Harvard Law School Professor Charles Ogletree has been appointed to head the American Bar Association’s Brown v. Board of Education Commisssion. The commission will host a series of events across the nation to recognize the 50-year anniversary of the Brown v. Board of Education decision. The anniversary will be on May 17, 2004.

“Charles Ogletree has long been a leader in the effort to achieve racial equality in our country. He is also a great and inspiring teacher,” said Harvard Law School Dean Elena Kagan, the Charles Hamilton Houston Professor of Law. “We are honored that the ABA has chosen him to chair its commission to educate the public about the history and continuing significance of Brown v. Board of Education.”

The commission will work with schools and community organizations across the nation to educate young people on the importance of the Brown decision and its legacy in American law and society. The first of a series of Dialogues on Brown v. Board of Education was held at the American Bar Association annual meeting on August 10 in San Francisco.

Ogletree, who will be publishing a book of his personal reflections on the 50th Anniversary of Brown entitled “All Deliberate Speed: Reflections on the First Half-Century of Brown v. Board of Education,” commented: “Brown v.

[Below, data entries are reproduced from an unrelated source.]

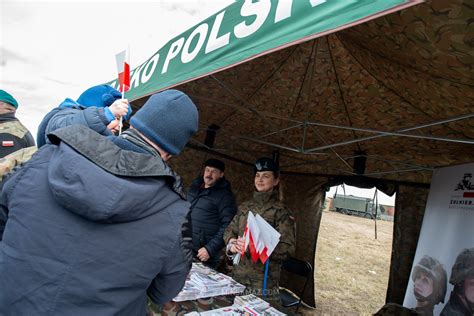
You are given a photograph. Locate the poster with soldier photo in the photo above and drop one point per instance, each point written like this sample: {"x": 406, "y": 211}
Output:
{"x": 442, "y": 276}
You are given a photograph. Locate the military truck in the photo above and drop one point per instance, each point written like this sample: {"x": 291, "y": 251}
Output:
{"x": 354, "y": 205}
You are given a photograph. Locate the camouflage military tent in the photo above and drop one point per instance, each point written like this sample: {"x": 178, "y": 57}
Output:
{"x": 380, "y": 103}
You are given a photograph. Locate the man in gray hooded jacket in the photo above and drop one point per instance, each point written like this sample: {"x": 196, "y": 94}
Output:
{"x": 90, "y": 225}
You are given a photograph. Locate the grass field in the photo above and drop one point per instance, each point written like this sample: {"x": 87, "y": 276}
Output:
{"x": 351, "y": 266}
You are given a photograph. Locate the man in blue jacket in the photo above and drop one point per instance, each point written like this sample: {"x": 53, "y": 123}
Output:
{"x": 93, "y": 224}
{"x": 98, "y": 108}
{"x": 212, "y": 209}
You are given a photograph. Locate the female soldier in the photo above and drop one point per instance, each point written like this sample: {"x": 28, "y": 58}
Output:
{"x": 266, "y": 202}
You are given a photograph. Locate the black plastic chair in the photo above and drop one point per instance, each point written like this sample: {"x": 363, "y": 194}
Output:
{"x": 298, "y": 267}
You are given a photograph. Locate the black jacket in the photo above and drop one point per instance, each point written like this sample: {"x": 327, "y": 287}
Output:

Board of Education is perhaps the most important legal decision on race issues in the past century, and I look forward to informing a broader public of its significance. We hope to expose Brown‘s significance to a wider audience and to ensure that the next generation of children receive the quality of education that Brown sought to promote.”

In Brown v. Board of Education of Topeka, the U.S. Supreme Court overturned the Plessy v. Ferguson principle of “separate but equal” and ruled that segregated public schools were “inherently unequal.” The court later ordered that desegregation be conducted “with all deliberate speed.”

A poll released last week by the American Bar Association indicated that the vast majority of the American public believes that significant strides have been made toward eliminating discrimination in public education in the 50 years since the Brown decision. However, recent studies have indicated that segregation may actually be increasing in schools, as a growing number of students are learning in an environment that is predominantly single race.

A member of the Harvard Law School faculty since 1984, Ogletree is a frequent writer, researcher, commentator, and activist on racial issues. In recent years he has spearheaded a campaign for slavery reparations and has conducted extensive scholarly work on the relationship between race and power in the United States.

Ogletree currently serves as vice dean of the law school’s clinical programs and director of the Saturday School program.

Other members of the commission include Oliver Hill, one of the lawyers involved in the Brown case; Judge Damon Keith, a protege of Justice Thurgood Marshall; Martha Barnett, the first woman to be elected president of the American Bar Association; and Julius Chambers, the former director-counsel of the NAACP Legal Defense and Education Fund.